Yezidler önce imam Hüseyinin, bütün karargahının ateşlendiğine hükmetmişlerdi. Serdar Ömer, meselenin niteliğini anlamak için, sadık adamlarından Maliki göndermişti.
Malik, atına binerek, imam Hüseyinin karargahının karşısına gelmişti. Orada, yanan şeylerin çalı çırpı olduğunu görür görmez; gülümseyip bir kahkaha koyuverdikten sonra: Hüseyin!… cehennem ateşinden önce, dünyada kendini ateşlere mi yakıyorsun… diye seslenmişti.
Ehl-i Beytin yetişkinlerinden ve sadık sahabelerinden bazıları yerlerinden fırlamışlar onun üzerine saldırmak istemişlerdi.
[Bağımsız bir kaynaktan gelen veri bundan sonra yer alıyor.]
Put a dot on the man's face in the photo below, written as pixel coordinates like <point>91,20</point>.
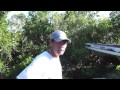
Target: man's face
<point>59,47</point>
Ama imam Hüseyin, onları teskin ederek alıkoyduktan sonra: Ey, Resulullah hanedanının düşmanı!… Ateşten sen kork. Çünkü cenabı Hak, ateşi ancak senin ve efendilerin gibi zalimler için yaratmıştır… demekle yetinmişti.
Ne tuhaftır ki, o anda garip bir rastlantı, adeta bir mucize etkisi meydana getirmiş, Malikin bindiği at, birdenbire ürkmüş, çılgın bir hale gelmişti. Malik, şahlanan atın üstünde tutunamayarak; yere yuvarlanmıştı. Ama bir ayağını üzenginden kurtaramamıştı. Alevlerin etkisinden ve süvarisinin düşmesinden, büsbütün çılgın bir hale gelen at; Maliki, ateş dolu hendeklerden birine atmış ve onu korkunç bir ölüme sürüklemişti.